What's strange is I can't find any accounts of others having this same issue- lots of hesitation or temporary rev limit issues, but no random cutting out and coming back a second later. Makes me wonder if it's actually the ignition, or the ECU.

wvumtnbkr
wvumtnbkr GRM+ Memberand SuperDork
1/17/16 11:54 a.m.

I've never heard of one of these ecus going bad.

In would be adding a few specific grounds. One from battery to chassis on drivers side. One from that point to under the intake manifold where the injector grounds are located. Then, I go from the ecu grounds to the firewall. All using big gauge wire.no more concern about grounds.

That one under the intake is important! I would check the entire harness actually. Unwrap it and replace any crispy wires...

Now that I am thinking more about your issue, it could be a dying tpS sensor...

java230
java230 HalfDork
1/18/16 11:40 a.m.

Hey I recognize that WD can!!

¯\_(ツ)_/¯
¯\_(ツ)_/¯ Dork
1/18/16 11:46 a.m.

In reply to java230:

I have a few ideas for some of those lights too but haven't really felt like messing with wiring.

¯\_(ツ)_/¯
¯\_(ツ)_/¯ Dork
1/18/16 7:17 p.m.

Based on what wvumtnbkr said I checked the TPS. The values are supposed to be 1k ohms resistance at closed throttle, and 4.5k ohms at WOT. I measured 6 ohms closed and 17 ohms WOT. No I did not forget a k

I'm going to bring my multimeter to work tomorrow to check the calibration against a much better, 100x more expensive meter.

¯\_(ツ)_/¯
¯\_(ツ)_/¯ Dork
1/19/16 7:23 a.m.

Tested my multimeter at work- it needed a fuse, I'm stupid. Will recheck tonight.

wvumtnbkr
wvumtnbkr GRM+ Memberand SuperDork
1/19/16 11:15 a.m.

The big thing to look for is any spikes or continuity issues throughout the sweep.

¯\_(ツ)_/¯
¯\_(ツ)_/¯ Dork
1/19/16 5:03 p.m.

Retested with (now functional) multimeter. 1.3k ohms closed, 5.4k ohms open, smooth sweep throughout travel. Good enough I think.

wvumtnbkr
wvumtnbkr GRM+ Memberand SuperDork
1/19/16 8:03 p.m.

Yep. Good enough.

Now go add a good ground to your injector grounds.

Do you still have all the emissions rack crap under the upper intake? Get rid of it and simplify. Then add grounds.
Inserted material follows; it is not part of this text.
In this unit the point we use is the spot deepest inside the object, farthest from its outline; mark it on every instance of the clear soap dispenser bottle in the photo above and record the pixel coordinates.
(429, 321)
I can take pics of mine if you want.

¯\_(ツ)_/¯
¯\_(ツ)_/¯ Dork
1/19/16 8:22 p.m.

In reply to wvumtnbkr:

One step at a time

Mine still has all its' emissions junk- I wouldn't mind a picture of your setup.

fidelity101
fidelity101 SuperDork
1/19/16 10:14 p.m.
wvumtnbkr wrote: I've never heard of one of these ecus going bad. In would be adding a few specific grounds. One from battery to chassis on drivers side. One from that point to under the intake manifold where the injector grounds are located. Then, I go from the ecu grounds to the firewall. All using big gauge wire.no more concern about grounds. That one under the intake is important! I would check the entire harness actually. Unwrap it and replace any crispy wires... Now that I am thinking more about your issue, it could be a dying tpS sensor...

Ive had injector drivers fail on an ECU before.

wvumtnbkr
wvumtnbkr GRM+ Memberand SuperDork
1/20/16 7:10 a.m.

If that's the case I can send you one of my spares. I'll run it in my car first to see if its good.